I tested a single chain, and the csv file is being written out as you indicate, but when I test 4 chains the csv files for the other chains remain blank. AHA ! The files for other chains do get written to eventually, I can’t tell how many times before the simulation ends.

Weird huh?

library(brms)


model_test = brm( bf(y~1)
                  ,data = data.frame(y=rnorm(1e3,0,1))
                  ,chains=4
                  ,iter = 1e6
                  ,warmup = 500
                  ,refresh=1E2
                  ,thin=100
                  ,inits = 0
                  ,backend = "cmdstanr"
                  ,threads = threading(16)
                  ,control=list(max_treedepth=20)
)

At least this offers a partial solution that you can assess the first chain for performance. At least on the windows version.

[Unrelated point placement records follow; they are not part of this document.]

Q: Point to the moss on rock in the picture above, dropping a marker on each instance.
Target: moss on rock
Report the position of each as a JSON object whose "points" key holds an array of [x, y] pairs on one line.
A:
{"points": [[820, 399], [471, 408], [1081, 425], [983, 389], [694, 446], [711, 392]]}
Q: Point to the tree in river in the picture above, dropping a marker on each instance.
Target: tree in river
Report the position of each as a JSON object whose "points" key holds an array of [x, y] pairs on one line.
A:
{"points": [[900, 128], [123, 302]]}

Ah, if you want the chains to run in parallel, you need to also specify parallel_chains=4

3 Likes

Oops, parallel_chains=4 is for if you’re using cmdstanr; for brms you need cores=4.

4 Likes

you’re right. I’m just digging a hole for myself. In my haste I had neglected to turn on the concurrent chains… I’ll check again if the behaviour is corrected for all chains tomorrow. I imagine it will be.

Then it will just come down to user error of me breaking the ability of cmdstan to continue to write to the files because I opened them rather than opening a copy (which works fine I think).